第2章
“八年不见,苏会长……风采更胜往昔。”
我面上笑容不变:“谢大人说笑了。民女一介商贾,奔波劳碌,不过是混口饭吃。比不得大人,官运亨通,平步青云。”
他嘴角勾一抹及淡的笑:“托苏会长的福。”
当年他高中状元,丞相府抛来橄榄枝,他挣扎不过三日,便送来一箱金银,一句“昔日种种,是我妄念,就此别过,望自珍重”,断得干干净净。
我收了钱,当晚就赎身离开了京城。
后来他娶了丞相千金,仕途顺畅,官至御史。
而那位丞相千金,过门没两年就香消玉殒了。
可真是:“升官发财,死老婆!”人生两大幸事。
“谢大人,”我懒得再跟他打机锋,“既然事关命案,民女定当全力配合。只是商队伙计皆是无辜,货物耽搁不起,可否请大人先行放行?民女愿留在京城,随时听候传唤。
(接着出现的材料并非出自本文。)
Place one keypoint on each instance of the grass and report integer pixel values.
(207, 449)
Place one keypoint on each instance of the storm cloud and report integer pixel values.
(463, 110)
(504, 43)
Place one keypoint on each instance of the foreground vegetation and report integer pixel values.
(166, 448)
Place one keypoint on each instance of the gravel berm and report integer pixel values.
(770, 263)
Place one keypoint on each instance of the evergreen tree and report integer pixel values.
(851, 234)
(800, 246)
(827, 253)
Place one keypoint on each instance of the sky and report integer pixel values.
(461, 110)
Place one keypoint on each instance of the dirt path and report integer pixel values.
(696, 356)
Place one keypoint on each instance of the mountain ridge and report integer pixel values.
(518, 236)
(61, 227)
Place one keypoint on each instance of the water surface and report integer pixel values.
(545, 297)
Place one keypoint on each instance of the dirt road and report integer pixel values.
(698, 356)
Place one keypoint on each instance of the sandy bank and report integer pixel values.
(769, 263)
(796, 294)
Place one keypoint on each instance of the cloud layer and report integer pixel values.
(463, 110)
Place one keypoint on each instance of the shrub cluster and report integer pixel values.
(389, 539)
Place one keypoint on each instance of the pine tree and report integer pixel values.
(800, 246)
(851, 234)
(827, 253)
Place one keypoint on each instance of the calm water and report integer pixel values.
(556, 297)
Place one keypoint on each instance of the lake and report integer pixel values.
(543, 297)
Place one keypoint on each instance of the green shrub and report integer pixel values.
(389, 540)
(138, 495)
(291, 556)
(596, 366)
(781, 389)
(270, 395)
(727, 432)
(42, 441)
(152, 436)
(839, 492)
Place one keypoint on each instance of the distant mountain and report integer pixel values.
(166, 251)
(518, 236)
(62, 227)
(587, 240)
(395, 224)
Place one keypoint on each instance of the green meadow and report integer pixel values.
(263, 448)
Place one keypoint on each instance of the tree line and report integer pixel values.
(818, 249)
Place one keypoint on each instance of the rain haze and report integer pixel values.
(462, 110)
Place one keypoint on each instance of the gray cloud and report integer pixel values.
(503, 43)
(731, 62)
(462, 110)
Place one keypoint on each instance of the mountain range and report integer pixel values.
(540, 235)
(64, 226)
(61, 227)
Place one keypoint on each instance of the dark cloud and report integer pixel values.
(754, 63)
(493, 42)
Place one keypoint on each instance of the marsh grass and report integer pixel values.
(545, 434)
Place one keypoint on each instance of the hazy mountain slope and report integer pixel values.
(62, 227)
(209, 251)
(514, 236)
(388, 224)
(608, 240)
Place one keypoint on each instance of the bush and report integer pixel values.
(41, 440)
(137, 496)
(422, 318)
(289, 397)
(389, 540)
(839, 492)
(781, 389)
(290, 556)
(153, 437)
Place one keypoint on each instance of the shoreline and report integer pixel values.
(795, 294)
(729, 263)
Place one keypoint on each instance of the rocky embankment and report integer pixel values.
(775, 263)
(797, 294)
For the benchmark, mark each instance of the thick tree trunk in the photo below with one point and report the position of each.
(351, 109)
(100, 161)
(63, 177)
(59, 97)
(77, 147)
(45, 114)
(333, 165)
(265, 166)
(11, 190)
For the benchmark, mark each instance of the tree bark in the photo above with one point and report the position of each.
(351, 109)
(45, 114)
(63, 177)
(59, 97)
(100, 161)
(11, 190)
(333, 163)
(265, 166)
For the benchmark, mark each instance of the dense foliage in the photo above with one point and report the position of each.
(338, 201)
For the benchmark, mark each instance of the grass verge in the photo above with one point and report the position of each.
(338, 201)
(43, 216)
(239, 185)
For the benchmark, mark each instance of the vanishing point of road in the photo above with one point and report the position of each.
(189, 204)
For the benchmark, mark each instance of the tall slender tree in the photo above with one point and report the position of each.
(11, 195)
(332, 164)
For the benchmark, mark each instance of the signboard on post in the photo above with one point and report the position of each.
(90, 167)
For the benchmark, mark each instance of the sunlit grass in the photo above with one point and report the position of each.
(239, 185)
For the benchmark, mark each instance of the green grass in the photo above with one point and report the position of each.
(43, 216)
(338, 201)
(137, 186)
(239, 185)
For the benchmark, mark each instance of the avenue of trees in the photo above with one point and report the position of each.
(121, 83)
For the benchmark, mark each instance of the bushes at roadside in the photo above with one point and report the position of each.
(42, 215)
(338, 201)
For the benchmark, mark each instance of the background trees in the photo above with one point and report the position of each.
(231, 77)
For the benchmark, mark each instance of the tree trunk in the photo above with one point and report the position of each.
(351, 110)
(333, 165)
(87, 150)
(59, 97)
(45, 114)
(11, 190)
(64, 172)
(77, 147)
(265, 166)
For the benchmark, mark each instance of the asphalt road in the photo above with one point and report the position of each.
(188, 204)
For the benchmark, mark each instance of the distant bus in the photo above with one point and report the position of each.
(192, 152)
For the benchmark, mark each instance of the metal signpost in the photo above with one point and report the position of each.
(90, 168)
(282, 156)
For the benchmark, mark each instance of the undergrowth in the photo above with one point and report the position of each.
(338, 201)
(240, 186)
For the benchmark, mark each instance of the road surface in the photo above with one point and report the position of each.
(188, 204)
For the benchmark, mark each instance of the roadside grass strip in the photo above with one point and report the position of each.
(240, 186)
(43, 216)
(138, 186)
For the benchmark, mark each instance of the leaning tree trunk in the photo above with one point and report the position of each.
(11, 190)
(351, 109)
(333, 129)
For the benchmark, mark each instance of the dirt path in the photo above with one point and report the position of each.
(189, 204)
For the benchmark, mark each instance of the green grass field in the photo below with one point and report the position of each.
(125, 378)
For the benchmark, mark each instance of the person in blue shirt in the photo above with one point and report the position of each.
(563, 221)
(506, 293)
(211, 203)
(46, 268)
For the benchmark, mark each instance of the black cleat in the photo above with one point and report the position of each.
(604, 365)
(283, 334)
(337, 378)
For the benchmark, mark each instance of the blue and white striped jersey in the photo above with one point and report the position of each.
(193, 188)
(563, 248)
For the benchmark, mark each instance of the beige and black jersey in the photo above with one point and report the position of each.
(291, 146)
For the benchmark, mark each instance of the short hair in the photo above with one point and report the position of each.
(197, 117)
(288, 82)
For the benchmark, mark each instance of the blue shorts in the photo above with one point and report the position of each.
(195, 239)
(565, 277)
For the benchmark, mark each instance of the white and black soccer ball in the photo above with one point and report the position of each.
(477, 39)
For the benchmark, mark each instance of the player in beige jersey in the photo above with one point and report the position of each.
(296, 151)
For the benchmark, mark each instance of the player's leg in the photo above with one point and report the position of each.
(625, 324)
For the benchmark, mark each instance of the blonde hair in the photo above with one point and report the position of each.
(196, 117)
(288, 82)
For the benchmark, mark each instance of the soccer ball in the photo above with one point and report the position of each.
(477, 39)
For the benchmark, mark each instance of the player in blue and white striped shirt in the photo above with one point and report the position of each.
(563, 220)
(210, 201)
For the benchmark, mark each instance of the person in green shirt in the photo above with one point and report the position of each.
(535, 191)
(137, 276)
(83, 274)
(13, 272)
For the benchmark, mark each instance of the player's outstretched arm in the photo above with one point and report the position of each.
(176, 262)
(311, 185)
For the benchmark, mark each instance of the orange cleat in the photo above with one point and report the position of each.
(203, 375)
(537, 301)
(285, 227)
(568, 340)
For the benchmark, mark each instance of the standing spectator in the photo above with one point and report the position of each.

”
谢知言盯着我,半晌,才缓缓道:“可以。”
我心头一松。
他却接着道:“但在案件查明之前,苏会长……不得离京。”
我:“……”得,还是被软禁了。
“另外,”他走到我面前,“本案细节,需与苏会长细细推敲。从明日起,每日辰时,请苏会长过府一叙。”
过府一叙?去他家?
忽然觉得,这次回京,可能是个巨大的错误。
2
八年前,我刚穿来不久,倒霉催地落在了“销金窟”。
我凭着现代人的营销手段和一点诗词储备,很快混成了头牌“月娘”,卖艺不卖身,吊足了京城纨绔的胃口。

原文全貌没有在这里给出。